The running time of bucket sort: \[ T(n) = \Theta(n) + \sum_{i=0}^{n-1}O(n_{i}^2) \]

Since we are analyze the average case, we compute the expectation:

\[ E[T(n)]=E[\Theta(n)+\sum_{i=0}^{n-1}O(n_{i}^2)] \]

\[ =\Theta(n)+\sum_{i=0}^{n-1}E[O(n_{i}^2)] \]

\[ =\Theta(n)+\sum_{i=0}^{n-1}O[E(n_{i}^2)] \]

We claim that

\[ E(n_{i}^2)=2-1/n \tag{1} \] (Proved later)

Then

\[ E[T(n)] = \Theta(n) + \sum_{i=0}^{n-1}O(2)=\Theta(n) \]

Now we prove (1):

\[ We \ define\ indicator\ random\ variables \]

\[ X_{ij} =I\{A[ j] \ falls\ in\ bucket\ i\} \]

Thus,

\[ n_i=\sum_{j=0}^{n}X_{ij} \]

Then,

\[ E[n_i^2]=E[(\sum_{j=0}^{n}X_{ij})^2] \]

\[ \ \ \ \ \ \ \\ \ =E[\sum_{j=0}^{n}X_{ij}^2+\sum_{j=1}^{n}\sum_{k=1 while\ k\neq j}^{n}X_{ij}X_{ik}] \]
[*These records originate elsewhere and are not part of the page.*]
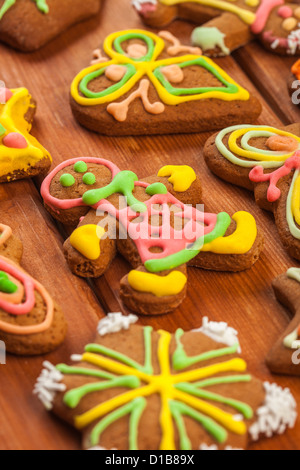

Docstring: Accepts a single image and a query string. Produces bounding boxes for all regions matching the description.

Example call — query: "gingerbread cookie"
[0,224,67,356]
[132,0,300,56]
[0,0,101,52]
[41,158,263,315]
[267,268,300,375]
[0,88,52,183]
[71,30,261,136]
[34,314,297,450]
[204,124,300,259]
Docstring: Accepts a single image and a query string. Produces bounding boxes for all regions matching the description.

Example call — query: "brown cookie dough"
[41,157,263,315]
[204,124,300,259]
[0,0,101,52]
[0,224,67,356]
[70,30,261,135]
[34,314,297,451]
[267,268,300,375]
[132,0,300,57]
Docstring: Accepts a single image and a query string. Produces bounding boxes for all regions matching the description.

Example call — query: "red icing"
[251,0,284,34]
[249,151,300,202]
[41,158,217,263]
[2,132,27,149]
[0,259,35,315]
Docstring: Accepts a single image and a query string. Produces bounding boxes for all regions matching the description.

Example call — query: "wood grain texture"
[0,0,300,450]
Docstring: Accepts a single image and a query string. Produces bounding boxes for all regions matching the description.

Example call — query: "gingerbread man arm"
[267,268,300,375]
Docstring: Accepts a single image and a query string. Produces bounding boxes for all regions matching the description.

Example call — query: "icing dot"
[162,64,184,83]
[266,135,299,152]
[3,132,27,149]
[127,44,147,59]
[277,6,293,18]
[282,18,298,31]
[59,173,75,188]
[82,173,96,186]
[105,65,126,82]
[294,7,300,19]
[74,161,87,173]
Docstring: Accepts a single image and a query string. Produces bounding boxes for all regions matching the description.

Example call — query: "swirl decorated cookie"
[41,158,263,315]
[267,268,300,376]
[204,124,300,260]
[71,30,261,135]
[0,88,52,183]
[34,314,297,450]
[0,224,67,356]
[132,0,300,56]
[0,0,101,52]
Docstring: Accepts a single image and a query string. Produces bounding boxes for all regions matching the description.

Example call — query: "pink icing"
[251,0,284,34]
[0,258,35,315]
[277,5,293,18]
[41,158,217,263]
[2,132,28,149]
[249,151,300,202]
\[ \ \ \ \ \ \ \\ \ =\sum_{j=0}^{n}E[X_{ij}^2]+\sum_{j=1}^{n}\sum_{k=1 while\ k\neq j}^{n}E[X_{ij}X_{ik}]\tag{2} \]

Indicator random variable \(X_{ij}\) is 1 with probability 1/n and 0 otherwise.

Then,

\[ E[X_{ij}^2] = 1^2\cdot\frac{1}{n} + 0^2\cdot(1-\frac{1}{n}) \]

\[ =\frac{1}{n} \]

When \(k\neq j\), the variables \(X_{ij}\) and \(X_{ik}\) are independent.

Then,

\[ E[X_{ij}X_{ik}] = \frac{1}{n}\cdot\frac{1}{n} = \frac{1}{n^2} \]

Therefore, (2)

\[ E[n_i^2] =\sum_{j=1}^n\frac{1}{n} +\sum_{j=1}^{n}\sum_{k=1 while\ k\neq j}^{n}\frac{1}{n^2} \]

\[ =n\cdot\frac{1}{n}+n(n-1)\cdot\frac{1}{n^2} \]

\[ =2-\frac{1}{n} \]